Tomando como gancho esse fato, há quem diga, inclusive, que
Francisco tenha escolhido viver na Casa Santa Marta, onde renunciou ao cardápio
exclusivo, e optou por comer o que todos os funcionários e moradores do prédio
comem, para não facilitar muito aos ‘infiltrados’ que, porventura,
viessem a arquitetar esse tipo de ação. Se é verdade ou uma mera hipótese, não
é novidade para ninguém que o pontífice atual é consciente de que seu perfil
reformador não agrada todo mundo – dentro e fora da Igreja. Sem contar que a
resistência a reformas, por parte da cúria romana, é histórica.
Para quem acompanha o pontificado de Francisco, sabe que não foram
poucas as vezes em que ele ‘cutucou a onça com vara curta’. Isso porque,
já nos primeiros anos de pontificado, ele cogitava a excomunhão dos mafiosos. E
sinalizou isso pela primeira vez em 2014, em visita à Calábria, no sul da
Itália. A região, juntamente com a Sicília e tantas outras, tem parte de seus
territórios dominados pelo crime organizado.
‘A 'ndrangheta [uma facção da máfia calabresa] é isto :
adoração do mal e desprezo do bem comum. Este mal deve ser combatido, afastado!
É necessário dizer-lhe não! [...] Aqueles que na sua vida percorrem este
caminho do mal, como são os mafiosos, não estão em comunhão com Deus : estão
excomungados!’, reiterou.
A partir de então, em vários eventos públicos, Francisco voltou a
condenar os mafiosos, e fez isso sem muitos rodeios.
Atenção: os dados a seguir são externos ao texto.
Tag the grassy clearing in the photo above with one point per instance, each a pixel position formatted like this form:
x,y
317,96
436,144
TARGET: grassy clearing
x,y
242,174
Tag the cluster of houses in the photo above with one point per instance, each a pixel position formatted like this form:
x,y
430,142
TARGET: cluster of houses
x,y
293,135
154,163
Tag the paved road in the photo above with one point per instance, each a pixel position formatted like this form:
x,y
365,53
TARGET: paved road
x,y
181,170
No Angelus de 21 de março
de 2021, ele disse que ‘as máfias estão presentes em várias partes do mundo
e, aproveitando-se da pandemia, estão enriquecendo com a corrupção’.
A comissão criada pelo Vaticano para estudar a formalização da
excomunhão dos mafiosos, uma medida que impede a pessoa que recebe a pena de
participar dos sacramentos, é coordenada pelo Dicastério para o Desenvolvimento
Humano Integral. Ao contrário do que se pensa, a medida não é direcionada
somente aos ‘bosses’ do crime organizado italiano, mas às milícias
e carteles, já que, no caso, a linha de ação desses criminosos é a
mesma, só muda o território de atuação. É tanto que, quando o papa se refere às
máfias, fala de maneira abrangente. A própria nota do Vaticano, que institui o
grupo de estudos em questão, deixa claro isso :
‘O objetivo é aprofundar o tema, colaborar com os bispos do
mundo todo, além de promover e apoiar iniciativas’, ressalta o texto.’